What is a “Medicare Risk Adjustment Factor (RAF)?”
The purpose for the Centers for Medicare and Medicaid Services (CMS) to conduct Risk Adjustment Factors is to pay plans for the risk of the beneficiaries they enroll, instead of calculating an average amount of Medicare/Medicare Advantage beneficiaries. By doing so, CMS is able to make appropriate and accurate payments for enrollees with differences in expected costs. Lastly, the risk adjustment allows CMS to use standardized bids as base payments to plans.
CMS risk adjusts certain plan payments, such as Part C payments made to Medicare Advantage (MA) plans and Program for All Inclusive Care for The Elderly (PACE) organizations, and Part D payments made to Part D sponsors, including Medicare Advantage-Prescription Drug plans (MA-PDs) and standalone Prescription Drug Plans (PDPs).
Below is a high-level checklist of plan requirements with detailed information regarding risk adjustment data collection, submission, reporting, and validation:
- “Ensure the accuracy and integrity of risk adjustment data submitted to CMS. All diagnosis codes submitted must be documented in the medical record and must be documented as a result of a face-to-face visit.
- Implement procedures to ensure that diagnoses are from acceptable data source. The only acceptable data sources are hospital inpatient facilities, hospital outpatient facilities, and physicians.
- Submit the required data elements from acceptable data sources according to the coding guidelines.
- Submit all required diagnoses codes for each beneficiary and submit unique diagnoses once during the risk adjustment data-reporting period. Submitters must filter diagnosis data to eliminate the submission of duplicate diagnosis clutters.
- The plan sponsor determines that any diagnosis codes have been erroneously submitted, the plan sponsor is responsible for deleting the submitted diagnosis codes as soon as possible.
- Receive and reconcile CMS Risk Adjustment Reports in a timely manner. Plan sponsors must track their submission and deletion of diagnosis codes on an ongoing basis.
- Once CMS calculates the final risk scores for a payment year, plan sponsors can only request a recalculation of payment upon discovering the submission of erroneous diagnosis codes that CMS used to calculate a final risk score for a previous payment year and that had a material impact on the final payment. Plan sponsors must inform CMS immediately upon such a finding.”
Reference:
http://www.hfni.com/assets/forms/Medicare%20Managed%20Care%20Manual%20%28Risk%20Adjustment%29.pdf
Characteristics of CMS HCC Model
Risk Adjustment 101
- Payment methodology used by Medicare Advantage health plan to adjust health plan payments
- Based on the enrollee health status and demographic characteristics
- Hierarchical Condition Category (HCC) Model
CMS HCC Model Principles
Principle 1: Diagnostic categories should be clinically meaningful.
Principle 2: Diagnostic categories should predict medical expenditures.
Principle 3: Diagnostic categories that will affect payments should have adequate sample sizes to permit accurate and stable estimates of expenditures.
Principle 4: Hierarchies are used to characterize the person’s illness level within each disease process, while the effect of unrelated disease processes increase predicted costs of care.

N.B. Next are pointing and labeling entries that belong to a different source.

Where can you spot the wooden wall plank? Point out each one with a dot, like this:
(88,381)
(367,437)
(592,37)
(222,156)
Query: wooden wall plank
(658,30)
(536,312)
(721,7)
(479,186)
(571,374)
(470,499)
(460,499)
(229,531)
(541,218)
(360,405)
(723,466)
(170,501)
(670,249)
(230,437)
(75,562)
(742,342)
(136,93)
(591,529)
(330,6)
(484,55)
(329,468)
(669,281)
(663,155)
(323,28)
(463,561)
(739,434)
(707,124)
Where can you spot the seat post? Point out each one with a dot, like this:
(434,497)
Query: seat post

Principle 5: The diagnostic classification should encourage specific coding.
Principle 6: The diagnostic classification should not reward coding proliferation. The classification should not measure great disease burden simply because more diagnosis codes are present.
Principle 7: Providers should not be penalized for recording additional diagnoses. This principle has two consequences for modeling: (1) no condition category should carry a negative payment weight and,
(2) a condition that is higher-ranked in a disease hierarchy should have at least as large a payment weight as lower-ranked conditions in the same hierarchy.
Principle 8: The classification system should be internally consistent.
Principle 9: The diagnostic classification should assign all diagnosis codes.
Principle 10: Discretionary diagnostic categories should be excluded from payment models.